After reading Jon Steel's Truth, Lies, and Advertising: The Art of Account Planning as well as various articles about account planning and talking to several industry professionals about the lack of account planning departments within their agencies, I noticed there was some controversy over whether account planning was necessary or even worthwhile for that matter. Based on the knowledge I gathered, I concluded that the presence of an account planner is the only way to guarantee the consumer's needs are addressed in each step of the process.
During a focus group of account planners (which is hilarious in itself) in 1995 in which
conversation surrounded the importance of practice, one New York planner,
despite expectations, argued against the need for planning when he agreed that
“not all non-planning agencies make bad ads. ‘there are extremely good agencies
that don’t have planning that do really good work, because the people there are
intuitive planners or highly respect the consumer.” I would
agree that it is not an account planner but a planning mindset that is key to
successful advertising. Because we cannot assume that creatives, media, or
account people possess the necessary planning qualities when their strengths
likely lie elsewhere, there is a need for the distinctive role to guarantee the
existence of the planning mindset within the agency. A planner, by essence, is
a chameleon. He is someone intuitive and agile enough to slip into any role
that the moment calls for—whether it is to empathize or communicate on behalf
of the consumer, client, or agency—in order to bridge all three parties
together.
The view that account planning is a
fluffy title for a researcher who merely serves as a “sales tool” in client
pitches originates from the perceived lack of distinction between the roles of an
account planner and market researcher. Account planning “works”

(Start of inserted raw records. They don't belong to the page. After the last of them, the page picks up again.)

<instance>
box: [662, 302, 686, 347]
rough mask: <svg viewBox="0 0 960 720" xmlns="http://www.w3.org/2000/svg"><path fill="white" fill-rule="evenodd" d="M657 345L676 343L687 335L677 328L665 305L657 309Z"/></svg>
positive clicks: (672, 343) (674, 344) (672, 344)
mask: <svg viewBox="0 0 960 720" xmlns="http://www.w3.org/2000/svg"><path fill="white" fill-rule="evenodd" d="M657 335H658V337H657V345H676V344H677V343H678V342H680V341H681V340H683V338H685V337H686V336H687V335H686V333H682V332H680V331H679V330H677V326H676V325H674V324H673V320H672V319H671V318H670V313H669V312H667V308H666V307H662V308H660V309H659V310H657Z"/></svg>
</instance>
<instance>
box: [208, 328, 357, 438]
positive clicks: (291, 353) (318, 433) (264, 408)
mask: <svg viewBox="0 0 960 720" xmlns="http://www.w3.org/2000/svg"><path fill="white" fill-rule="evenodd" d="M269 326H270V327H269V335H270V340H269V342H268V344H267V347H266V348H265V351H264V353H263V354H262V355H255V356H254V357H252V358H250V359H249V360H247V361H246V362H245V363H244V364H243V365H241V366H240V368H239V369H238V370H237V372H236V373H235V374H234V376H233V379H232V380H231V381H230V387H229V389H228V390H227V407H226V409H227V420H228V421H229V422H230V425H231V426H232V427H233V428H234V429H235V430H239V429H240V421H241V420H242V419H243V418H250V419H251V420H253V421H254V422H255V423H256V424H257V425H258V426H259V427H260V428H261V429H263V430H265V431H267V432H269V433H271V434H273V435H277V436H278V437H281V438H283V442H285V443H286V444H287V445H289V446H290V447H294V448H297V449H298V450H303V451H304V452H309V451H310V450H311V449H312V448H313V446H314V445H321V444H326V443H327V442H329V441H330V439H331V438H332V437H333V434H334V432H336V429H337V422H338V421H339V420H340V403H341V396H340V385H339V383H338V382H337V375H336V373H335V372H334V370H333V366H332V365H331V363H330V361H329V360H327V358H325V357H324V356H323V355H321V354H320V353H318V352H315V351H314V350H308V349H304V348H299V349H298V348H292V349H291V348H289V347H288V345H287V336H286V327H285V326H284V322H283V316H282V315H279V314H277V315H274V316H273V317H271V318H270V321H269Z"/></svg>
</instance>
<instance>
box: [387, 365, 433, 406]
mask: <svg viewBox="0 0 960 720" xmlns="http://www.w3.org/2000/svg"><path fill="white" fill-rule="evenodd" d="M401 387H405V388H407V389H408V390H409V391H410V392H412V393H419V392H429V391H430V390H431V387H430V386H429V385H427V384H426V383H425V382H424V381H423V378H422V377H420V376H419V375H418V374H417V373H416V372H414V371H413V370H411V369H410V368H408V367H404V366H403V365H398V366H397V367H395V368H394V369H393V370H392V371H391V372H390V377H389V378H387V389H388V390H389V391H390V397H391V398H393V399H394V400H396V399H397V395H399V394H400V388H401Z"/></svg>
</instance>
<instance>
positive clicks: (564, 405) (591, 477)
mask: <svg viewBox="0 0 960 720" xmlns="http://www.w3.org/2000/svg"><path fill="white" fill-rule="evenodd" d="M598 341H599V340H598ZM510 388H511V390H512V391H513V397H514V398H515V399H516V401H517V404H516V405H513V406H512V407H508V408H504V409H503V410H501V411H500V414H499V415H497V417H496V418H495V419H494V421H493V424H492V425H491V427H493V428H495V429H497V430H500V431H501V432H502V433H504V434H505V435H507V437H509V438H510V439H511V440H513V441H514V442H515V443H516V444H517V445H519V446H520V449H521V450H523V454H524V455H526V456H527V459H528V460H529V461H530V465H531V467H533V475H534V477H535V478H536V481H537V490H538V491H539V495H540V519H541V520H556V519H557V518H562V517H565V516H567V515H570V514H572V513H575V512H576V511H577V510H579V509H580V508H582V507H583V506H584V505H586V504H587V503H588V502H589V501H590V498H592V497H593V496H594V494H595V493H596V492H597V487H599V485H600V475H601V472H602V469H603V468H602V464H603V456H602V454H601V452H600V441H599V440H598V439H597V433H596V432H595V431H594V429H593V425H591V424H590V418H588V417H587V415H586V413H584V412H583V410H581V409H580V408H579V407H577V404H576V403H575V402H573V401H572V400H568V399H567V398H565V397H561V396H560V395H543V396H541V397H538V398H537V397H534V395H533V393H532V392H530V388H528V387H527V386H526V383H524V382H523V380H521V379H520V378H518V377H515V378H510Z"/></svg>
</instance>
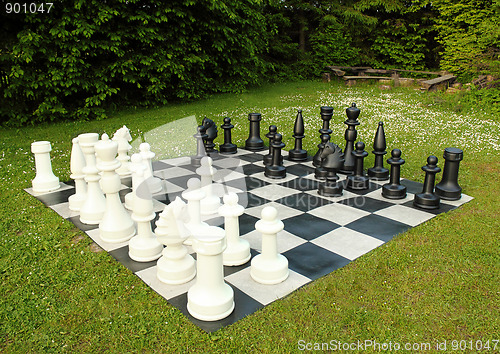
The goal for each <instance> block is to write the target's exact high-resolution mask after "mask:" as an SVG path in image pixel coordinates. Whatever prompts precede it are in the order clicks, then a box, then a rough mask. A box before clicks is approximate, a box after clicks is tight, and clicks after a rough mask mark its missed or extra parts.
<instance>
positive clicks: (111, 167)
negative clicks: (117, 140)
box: [95, 134, 135, 243]
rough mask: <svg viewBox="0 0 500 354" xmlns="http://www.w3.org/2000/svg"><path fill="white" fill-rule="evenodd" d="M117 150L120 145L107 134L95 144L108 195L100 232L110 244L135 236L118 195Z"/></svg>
mask: <svg viewBox="0 0 500 354" xmlns="http://www.w3.org/2000/svg"><path fill="white" fill-rule="evenodd" d="M117 150H118V144H117V143H116V142H114V141H112V140H109V137H108V136H107V135H106V134H103V136H102V140H101V141H99V142H98V143H96V144H95V151H96V152H97V156H98V157H99V159H100V160H101V161H100V163H99V164H98V165H97V168H98V169H99V170H101V171H102V180H101V185H102V189H103V191H104V193H106V198H105V199H106V208H105V212H104V215H103V217H102V220H101V222H100V223H99V231H100V236H101V239H102V240H103V241H105V242H110V243H119V242H124V241H127V240H129V239H130V238H131V237H132V236H134V234H135V226H134V222H133V221H132V218H131V217H130V215H129V213H128V212H127V211H126V210H125V207H124V206H123V204H122V202H121V200H120V195H119V194H118V192H119V191H120V188H121V180H120V176H119V175H118V174H117V173H116V169H117V168H118V167H120V161H118V160H117V159H116V153H117Z"/></svg>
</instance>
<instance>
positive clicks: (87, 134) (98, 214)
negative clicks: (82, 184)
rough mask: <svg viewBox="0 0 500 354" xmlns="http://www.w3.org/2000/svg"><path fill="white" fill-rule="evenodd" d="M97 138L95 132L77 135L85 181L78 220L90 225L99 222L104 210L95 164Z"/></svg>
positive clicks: (102, 195)
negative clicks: (83, 200) (83, 158)
mask: <svg viewBox="0 0 500 354" xmlns="http://www.w3.org/2000/svg"><path fill="white" fill-rule="evenodd" d="M98 140H99V134H97V133H86V134H80V135H78V142H79V144H80V148H81V149H82V151H83V156H84V157H85V162H86V165H85V167H84V168H83V173H85V182H87V197H86V198H85V201H84V202H83V204H82V206H81V208H80V221H81V222H82V223H84V224H91V225H96V224H99V223H100V222H101V219H102V217H103V215H104V212H105V211H106V198H104V194H103V193H102V190H101V186H100V185H99V180H100V179H101V176H99V170H98V169H97V166H96V156H95V144H96V143H97V141H98Z"/></svg>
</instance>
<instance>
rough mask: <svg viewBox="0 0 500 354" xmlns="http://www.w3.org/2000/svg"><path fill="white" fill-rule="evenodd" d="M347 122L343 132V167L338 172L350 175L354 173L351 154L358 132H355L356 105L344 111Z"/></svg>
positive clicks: (356, 111)
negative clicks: (343, 155)
mask: <svg viewBox="0 0 500 354" xmlns="http://www.w3.org/2000/svg"><path fill="white" fill-rule="evenodd" d="M345 111H346V114H347V120H346V121H345V122H344V124H347V129H346V131H345V140H346V144H345V149H344V159H345V161H344V166H343V167H342V169H341V170H340V172H342V173H345V174H348V175H350V174H352V173H353V172H354V165H355V158H354V155H353V154H352V152H353V151H354V142H355V141H356V138H357V137H358V132H357V130H356V126H358V125H359V124H360V123H359V121H358V117H359V113H360V110H359V108H358V107H356V103H353V104H352V105H351V107H349V108H347V109H346V110H345Z"/></svg>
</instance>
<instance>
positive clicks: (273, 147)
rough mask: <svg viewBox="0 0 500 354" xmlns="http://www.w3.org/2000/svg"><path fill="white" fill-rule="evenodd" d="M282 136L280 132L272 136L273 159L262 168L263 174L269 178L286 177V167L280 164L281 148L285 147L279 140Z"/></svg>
mask: <svg viewBox="0 0 500 354" xmlns="http://www.w3.org/2000/svg"><path fill="white" fill-rule="evenodd" d="M282 139H283V137H282V136H281V134H279V133H276V135H275V136H274V140H273V143H272V147H273V160H272V163H271V164H270V165H266V168H265V170H264V175H265V176H266V177H269V178H285V177H286V169H285V167H284V166H283V165H282V164H281V161H282V159H281V157H282V156H281V150H282V149H283V148H284V147H285V143H283V142H282V141H281V140H282Z"/></svg>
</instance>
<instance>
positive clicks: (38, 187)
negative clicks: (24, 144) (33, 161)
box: [31, 141, 61, 193]
mask: <svg viewBox="0 0 500 354" xmlns="http://www.w3.org/2000/svg"><path fill="white" fill-rule="evenodd" d="M50 151H52V147H51V146H50V142H48V141H35V142H34V143H32V144H31V152H32V153H33V154H35V168H36V176H35V178H34V179H33V181H32V182H31V184H32V186H33V192H36V193H46V192H50V191H54V190H56V189H59V188H60V186H61V185H60V184H59V178H58V177H56V176H55V175H54V173H53V172H52V163H51V162H50Z"/></svg>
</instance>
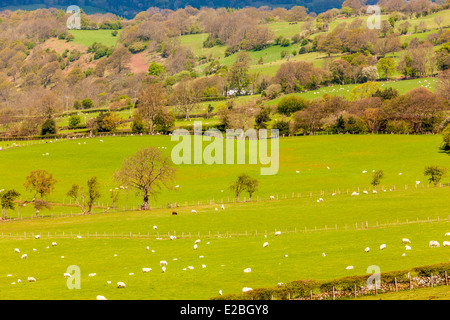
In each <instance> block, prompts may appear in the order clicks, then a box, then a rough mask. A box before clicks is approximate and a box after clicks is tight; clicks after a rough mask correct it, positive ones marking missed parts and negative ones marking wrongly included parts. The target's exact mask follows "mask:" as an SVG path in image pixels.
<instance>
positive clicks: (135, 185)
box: [114, 147, 175, 210]
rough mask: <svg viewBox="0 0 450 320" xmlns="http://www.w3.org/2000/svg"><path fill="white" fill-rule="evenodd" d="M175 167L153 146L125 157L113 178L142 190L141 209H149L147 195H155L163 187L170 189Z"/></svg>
mask: <svg viewBox="0 0 450 320" xmlns="http://www.w3.org/2000/svg"><path fill="white" fill-rule="evenodd" d="M174 177H175V168H174V167H173V164H172V161H171V159H170V158H169V157H168V156H166V155H164V154H163V153H162V151H160V150H158V149H157V148H155V147H150V148H144V149H141V150H139V151H138V152H136V153H135V154H134V155H132V156H130V157H129V158H127V159H125V161H124V162H123V165H122V168H121V169H120V170H118V171H116V172H115V174H114V179H115V180H116V181H118V182H119V183H120V184H122V185H123V186H126V187H130V188H133V189H137V190H139V191H140V192H142V194H141V195H142V196H143V203H142V206H141V209H142V210H148V209H150V204H149V196H150V195H152V196H155V195H156V193H157V192H159V191H160V190H161V189H162V188H163V187H166V188H167V189H169V190H170V189H172V186H171V182H172V181H173V179H174Z"/></svg>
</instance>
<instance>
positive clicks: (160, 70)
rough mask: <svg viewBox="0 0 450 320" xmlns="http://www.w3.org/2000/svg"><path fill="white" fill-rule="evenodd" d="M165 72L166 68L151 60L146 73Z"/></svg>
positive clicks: (155, 74)
mask: <svg viewBox="0 0 450 320" xmlns="http://www.w3.org/2000/svg"><path fill="white" fill-rule="evenodd" d="M165 72H166V68H165V67H164V66H163V65H161V64H158V63H156V62H152V63H151V64H150V66H149V67H148V74H149V75H151V76H159V75H160V74H162V73H165Z"/></svg>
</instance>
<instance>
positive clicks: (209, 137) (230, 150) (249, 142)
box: [171, 121, 279, 175]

because unlike quantitative research, it goes beyond numbers and integrates
itself into each step in the campaign creation process. Although a useful tool
for gaining footing and exploring the mere scope of a topic, quantities
research is rather limited in its storytelling capabilities. Furthermore, it is
easily subject to bias in its inability to translate to natural environments . Account planning’s role is to
ensure that a message resonates with a consumer on a personal level, so that moment
of is valued and stands out against the thousands of other ads the consumer is
conditioned to ignore each day. To beat the odds in this way, a planner must
uncover a truth so deep at the core of the consumer’s relationship with the
product/brand, that the consumer himself only realizes it when he served the
message . A personal connection between the consumer and brand is
more than a mere “sales tool” and is hardly possible to uncover through simple
quantitative measures.
The process by which planner fulfills his role
is “an approach, rather than a ‘system’ to be identically applied across all
accounts. Assessing each account on its own and determining
which methods will be most useful in uncovering consumer insights. Focus groups
and interviews are standard examples of qualitative research methods, but there
remains much variety in ethnographic and experimental research as well.Although it is unlikely that the
methods used to drill insights from consumers’ perceptions will be uniform
across accounts, it is often that the insights from one method will lead the
pursuit into another until a conclusion is met. Chris Kocek, author of The Practical Pocket Guide to Account Planning, explains that the insights run on a constant feedback loop, where new
information is presenting new research opportunities. It is essential that an
account planner know when he has hit the “sweet spot” and is able to end the
loop. This, like all processes in the planning mindset, is highly reliant on
intuitive capabilities--capabilities you can only guarantee with an account planner on board.